This is a quick post about the art of upselling. Upselling means getting customers to buy a little more than they came in for. As I told my staff, if we can get six customers to buy one more $15 book or toy, that’s almost a hundred dollars more towards the store’s bottom line. Do this every day and you’re suddenly having a month that’s three grand better than it would have been.
Upselling isn’t hard selling. There’s no buyer’s remorse involved — that should never happen at any store. Customers should leave content and happy with their purchases, not feeling queasy because they bought too much, or bought the wrong thing.
Upselling is asking questions and knowing your stock. A grandmother was in the store yesterday and she had been offered help and said she was okay. I came in and saw her and asked if she was finding everything. The fact that she was going book by book in the transportation section let me know she had only a rough idea of what she wanted. She said, yes. I pressed gently, "How old is the child?" Well, they were her grandsons ages three and four and she wanted a book they could share, but didn’t know what the family already had. I suggested a truck matching game that we had four of, that’s great but wasn’t selling. She bought that, as well as a truck hardcover. If I hadn’t mentioned it, she would have never found the matching game or been really happy about it. And then, because she bought two things for them, she bought two things for her granddaughter.

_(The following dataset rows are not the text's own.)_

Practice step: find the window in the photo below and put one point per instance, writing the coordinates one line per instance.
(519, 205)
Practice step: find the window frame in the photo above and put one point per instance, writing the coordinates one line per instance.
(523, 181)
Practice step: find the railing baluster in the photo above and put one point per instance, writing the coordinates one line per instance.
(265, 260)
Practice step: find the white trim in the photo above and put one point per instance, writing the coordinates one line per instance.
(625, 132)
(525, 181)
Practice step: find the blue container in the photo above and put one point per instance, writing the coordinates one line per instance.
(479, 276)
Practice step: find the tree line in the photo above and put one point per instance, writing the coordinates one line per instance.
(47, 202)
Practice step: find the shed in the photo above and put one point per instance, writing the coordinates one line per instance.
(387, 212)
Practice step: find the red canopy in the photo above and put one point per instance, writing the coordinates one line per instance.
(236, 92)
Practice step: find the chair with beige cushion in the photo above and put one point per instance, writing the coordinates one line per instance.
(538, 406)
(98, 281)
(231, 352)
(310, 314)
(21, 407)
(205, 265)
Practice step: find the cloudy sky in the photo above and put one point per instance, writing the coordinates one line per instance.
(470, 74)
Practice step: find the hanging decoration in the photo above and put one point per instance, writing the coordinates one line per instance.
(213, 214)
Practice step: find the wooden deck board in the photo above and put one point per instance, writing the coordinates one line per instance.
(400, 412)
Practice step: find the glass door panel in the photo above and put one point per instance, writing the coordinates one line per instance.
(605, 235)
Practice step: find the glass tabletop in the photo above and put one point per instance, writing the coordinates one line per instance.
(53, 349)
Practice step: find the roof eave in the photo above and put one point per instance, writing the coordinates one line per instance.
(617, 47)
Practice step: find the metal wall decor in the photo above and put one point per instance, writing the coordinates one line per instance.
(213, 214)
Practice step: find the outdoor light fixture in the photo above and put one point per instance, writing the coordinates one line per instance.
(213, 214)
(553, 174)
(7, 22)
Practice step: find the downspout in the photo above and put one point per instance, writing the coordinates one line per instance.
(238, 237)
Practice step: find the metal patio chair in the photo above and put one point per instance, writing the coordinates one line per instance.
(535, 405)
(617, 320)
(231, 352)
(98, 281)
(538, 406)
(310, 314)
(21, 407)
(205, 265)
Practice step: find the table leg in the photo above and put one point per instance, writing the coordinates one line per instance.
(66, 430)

Another family came in yesterday looking the picture of summer: a mom and three sons. The older boy found something right away, but the little guy was having a hard time. He was offered help, but shyly said no. His mom had tried to get him to choose a book. Finally, the family was checking out, and this little guy looked so sad. I asked him, "Are you sure you don’t want a book?" He looked at his mom and she nodded it was okay. Well, now the whole family got involved, telling me what he liked last month and how well he reads. I gave him The Last of the Really Great Whangdoodles and he took it and looked pretty happy about. Then I remembered A Barrel of Laughs, A Vale of Tears and ran to get it. I showed it to him and included the whole family in my little book talk. They bought that, too.
Upselling takes handselling up a level. It’s being aware that your customer is looking for something they don’t even know they want. It’s asking someone who’s buying books for other people, "What about you? Do you need a book?" Sometimes, it’s just getting them to talk more about who they’re buying for. It’s the enthusiasm and art of handselling with a keen business eye (don’t recommend things that are you’re out of) and soft touch. While I didn’t upsell six people yesterday, (I only got to four), I did earn the store about $75 more just by asking questions and listening. It was a pretty good day.